Denial is a powerful way to avoid the pain that comes from grief, but also the growth. Denial may be necessary for a time, as a coping mechanism. It is a way for the mind to protect itself from intense trauma, so that the pain can be dealt with at another time. Kübler-Ross and Kessler write, “Denial and shock help us to cope and make survival possible. Denial helps us to pace our feelings of grief. There is a grace in denial. It is nature’s way of letting in only as much as we can handle.” But denial is not a long-term solution, because to grieve is to heal. As Kübler-Ross and Kessler wrote, “When we do not work through our grief, we lose an opportunity to heal our soul, psyche, and heart.”
Surely, we have to respect where people are in this process of grief. It does no good to force people to confront a reality that they are unprepared to accept. But for those who are able to appreciate our new reality, it is time to realize that this is an opportunity to “rebuild.” As Pope Francis said in his address,
You are calling on us to seize this time of trial as a time of choosing. It is not the time of your judgement, but of our judgement: a time to choose what matters and what passes away, a time to separate what is necessary from what is not. It is a time to get our lives back on track with regard to you, Lord, and to others.
It bears stressing that we cannot reduce Christianity to a psychotherapeutic exercise. It is wrong to say that Christianity is good only because it makes us feel better. After all, following Christ entails much suffering, as Jesus himself warned in the Scriptures, but our faith opens up pathways to find meaning through our suffering and to even greater virtue. (For more on this, I recommend reading Salvifici Doloris, an Apostolic Letter written by St. John Paul II. Dawn Eden Goldstein is currently publishing videos reading and reflecting on the letter, which I highly recommend.) Christ cannot reduce our grief, nor should he lest he prevent our healing and growth, but he can transform our experience of grief, from sadness to “praise.” Pope Benedict XVI wrote in Spe Salvi,
Christ descended into “Hell” and is therefore close to those cast into it, transforming their darkness into light. Suffering and torment is still terrible and well- nigh unbearable. Yet the star of hope has risen—the anchor of the heart reaches the very throne of God. Instead of evil being unleashed within man, the light shines victorious: suffering—without ceasing to be suffering—becomes, despite everything, a hymn of praise.
Christ has redeemed us, from my grief over the loss of my son, from our collective grief during this pandemic.
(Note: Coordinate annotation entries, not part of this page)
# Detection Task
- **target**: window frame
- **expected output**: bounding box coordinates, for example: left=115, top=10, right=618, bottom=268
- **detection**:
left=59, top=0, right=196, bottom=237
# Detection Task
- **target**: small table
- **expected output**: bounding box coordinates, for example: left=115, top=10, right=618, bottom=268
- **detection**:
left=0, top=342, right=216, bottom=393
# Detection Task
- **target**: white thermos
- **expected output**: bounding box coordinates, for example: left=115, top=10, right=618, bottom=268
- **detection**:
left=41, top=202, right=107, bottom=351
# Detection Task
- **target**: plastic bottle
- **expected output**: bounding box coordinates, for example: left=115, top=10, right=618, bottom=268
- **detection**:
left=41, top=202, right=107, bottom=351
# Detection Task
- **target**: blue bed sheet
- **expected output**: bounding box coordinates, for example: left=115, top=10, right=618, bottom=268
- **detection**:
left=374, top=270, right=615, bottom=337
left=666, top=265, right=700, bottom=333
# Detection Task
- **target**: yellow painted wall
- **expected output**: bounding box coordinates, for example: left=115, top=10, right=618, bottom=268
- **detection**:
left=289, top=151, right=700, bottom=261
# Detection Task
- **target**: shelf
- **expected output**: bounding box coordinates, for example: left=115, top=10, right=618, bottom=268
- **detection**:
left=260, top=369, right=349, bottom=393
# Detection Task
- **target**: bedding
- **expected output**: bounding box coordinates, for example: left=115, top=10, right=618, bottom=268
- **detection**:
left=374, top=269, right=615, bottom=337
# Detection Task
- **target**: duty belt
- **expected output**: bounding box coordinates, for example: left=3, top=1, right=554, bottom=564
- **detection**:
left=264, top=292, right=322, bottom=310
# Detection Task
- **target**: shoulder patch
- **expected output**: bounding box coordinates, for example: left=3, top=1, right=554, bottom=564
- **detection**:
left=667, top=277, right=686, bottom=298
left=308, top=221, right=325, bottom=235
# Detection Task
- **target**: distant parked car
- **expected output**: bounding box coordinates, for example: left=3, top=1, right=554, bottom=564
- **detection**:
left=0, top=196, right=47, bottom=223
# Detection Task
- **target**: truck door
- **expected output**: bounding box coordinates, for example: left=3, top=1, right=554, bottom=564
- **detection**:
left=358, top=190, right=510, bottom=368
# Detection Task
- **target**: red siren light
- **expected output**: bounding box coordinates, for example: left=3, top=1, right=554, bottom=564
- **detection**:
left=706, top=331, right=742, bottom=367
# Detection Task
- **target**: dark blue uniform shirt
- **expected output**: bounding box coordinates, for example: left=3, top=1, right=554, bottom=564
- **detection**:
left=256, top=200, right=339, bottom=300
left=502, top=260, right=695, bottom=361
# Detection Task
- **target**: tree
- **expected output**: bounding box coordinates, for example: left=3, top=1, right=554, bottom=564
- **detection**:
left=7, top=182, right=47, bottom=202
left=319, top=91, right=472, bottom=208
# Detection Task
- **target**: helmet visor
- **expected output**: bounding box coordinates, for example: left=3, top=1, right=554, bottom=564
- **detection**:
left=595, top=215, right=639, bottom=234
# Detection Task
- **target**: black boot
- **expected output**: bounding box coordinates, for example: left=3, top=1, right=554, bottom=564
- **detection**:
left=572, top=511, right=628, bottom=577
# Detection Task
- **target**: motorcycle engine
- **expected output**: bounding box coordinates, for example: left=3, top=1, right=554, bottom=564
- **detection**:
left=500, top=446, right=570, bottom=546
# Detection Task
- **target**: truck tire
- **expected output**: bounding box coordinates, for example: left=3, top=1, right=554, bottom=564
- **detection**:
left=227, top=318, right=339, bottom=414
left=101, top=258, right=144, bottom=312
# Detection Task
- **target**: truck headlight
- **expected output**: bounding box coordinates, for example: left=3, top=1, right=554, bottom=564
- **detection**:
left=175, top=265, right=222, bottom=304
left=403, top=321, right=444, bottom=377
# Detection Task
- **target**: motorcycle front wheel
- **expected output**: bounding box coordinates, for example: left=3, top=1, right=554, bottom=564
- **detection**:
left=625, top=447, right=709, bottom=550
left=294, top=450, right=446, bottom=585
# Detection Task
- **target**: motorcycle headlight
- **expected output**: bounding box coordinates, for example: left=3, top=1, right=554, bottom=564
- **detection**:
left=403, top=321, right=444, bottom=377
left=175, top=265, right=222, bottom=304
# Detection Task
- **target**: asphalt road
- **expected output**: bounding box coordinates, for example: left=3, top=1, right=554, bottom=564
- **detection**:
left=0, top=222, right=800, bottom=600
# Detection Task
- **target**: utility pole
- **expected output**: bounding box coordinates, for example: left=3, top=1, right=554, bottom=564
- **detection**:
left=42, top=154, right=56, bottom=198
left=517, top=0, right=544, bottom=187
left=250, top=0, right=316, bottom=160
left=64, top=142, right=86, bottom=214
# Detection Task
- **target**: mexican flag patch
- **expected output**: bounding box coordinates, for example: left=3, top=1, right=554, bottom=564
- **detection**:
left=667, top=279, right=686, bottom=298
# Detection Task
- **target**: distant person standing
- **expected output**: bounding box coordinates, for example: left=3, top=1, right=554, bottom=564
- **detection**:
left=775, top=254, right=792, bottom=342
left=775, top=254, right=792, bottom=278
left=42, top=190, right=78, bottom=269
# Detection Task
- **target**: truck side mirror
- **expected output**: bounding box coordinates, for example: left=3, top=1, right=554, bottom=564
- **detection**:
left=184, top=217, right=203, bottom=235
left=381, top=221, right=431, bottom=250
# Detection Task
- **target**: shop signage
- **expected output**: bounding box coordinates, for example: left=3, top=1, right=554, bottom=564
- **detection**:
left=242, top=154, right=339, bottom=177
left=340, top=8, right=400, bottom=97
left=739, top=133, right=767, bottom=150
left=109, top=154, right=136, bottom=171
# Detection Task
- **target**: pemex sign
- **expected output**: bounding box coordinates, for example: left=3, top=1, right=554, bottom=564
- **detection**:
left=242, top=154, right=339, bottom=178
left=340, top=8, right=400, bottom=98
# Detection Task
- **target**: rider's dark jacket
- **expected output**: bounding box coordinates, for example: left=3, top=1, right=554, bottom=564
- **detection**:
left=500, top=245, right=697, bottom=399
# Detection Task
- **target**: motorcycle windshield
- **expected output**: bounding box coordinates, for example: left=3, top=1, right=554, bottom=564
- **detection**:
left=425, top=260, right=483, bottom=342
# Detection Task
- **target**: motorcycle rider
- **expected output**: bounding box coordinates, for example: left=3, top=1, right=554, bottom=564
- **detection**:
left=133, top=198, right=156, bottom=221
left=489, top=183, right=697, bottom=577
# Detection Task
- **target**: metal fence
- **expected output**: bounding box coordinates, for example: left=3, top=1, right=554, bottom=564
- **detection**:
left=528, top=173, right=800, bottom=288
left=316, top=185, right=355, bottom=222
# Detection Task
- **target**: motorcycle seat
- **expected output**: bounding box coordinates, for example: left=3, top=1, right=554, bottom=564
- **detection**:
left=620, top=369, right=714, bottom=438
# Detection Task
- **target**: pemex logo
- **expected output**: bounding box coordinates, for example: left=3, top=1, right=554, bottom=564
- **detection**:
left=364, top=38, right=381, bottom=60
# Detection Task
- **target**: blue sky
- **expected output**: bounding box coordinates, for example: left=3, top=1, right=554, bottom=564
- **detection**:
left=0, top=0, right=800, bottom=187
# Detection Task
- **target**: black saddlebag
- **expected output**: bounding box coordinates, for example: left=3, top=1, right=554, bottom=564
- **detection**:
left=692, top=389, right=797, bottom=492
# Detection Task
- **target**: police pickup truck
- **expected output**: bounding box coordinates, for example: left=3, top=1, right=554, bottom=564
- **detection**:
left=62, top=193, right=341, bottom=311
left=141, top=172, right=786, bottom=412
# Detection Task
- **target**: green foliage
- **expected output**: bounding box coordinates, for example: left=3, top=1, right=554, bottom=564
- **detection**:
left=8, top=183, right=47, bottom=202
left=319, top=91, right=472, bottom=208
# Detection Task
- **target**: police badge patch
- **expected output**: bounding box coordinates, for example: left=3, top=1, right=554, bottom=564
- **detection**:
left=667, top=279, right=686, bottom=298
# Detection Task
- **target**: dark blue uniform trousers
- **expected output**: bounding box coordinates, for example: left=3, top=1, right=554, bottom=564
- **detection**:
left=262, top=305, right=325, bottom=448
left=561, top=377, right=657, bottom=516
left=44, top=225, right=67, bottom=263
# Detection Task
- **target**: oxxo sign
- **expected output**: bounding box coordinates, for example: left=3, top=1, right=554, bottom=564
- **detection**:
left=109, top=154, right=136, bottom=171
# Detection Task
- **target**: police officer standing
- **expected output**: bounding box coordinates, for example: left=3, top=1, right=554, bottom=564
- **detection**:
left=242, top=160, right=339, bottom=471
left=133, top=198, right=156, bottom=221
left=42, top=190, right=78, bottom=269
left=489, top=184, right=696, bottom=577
That much is certain. Through the mystery of the Body of Christ, we share in these sufferings together, and by being united to Christ’s suffering in his act of Redemption, help bring to completion the salvation of the world. As we take radical steps to protect each other and support each other through this crisis, may we grow in conviction that this orientation to the other is the most sure foundation upon which we can rebuild our society.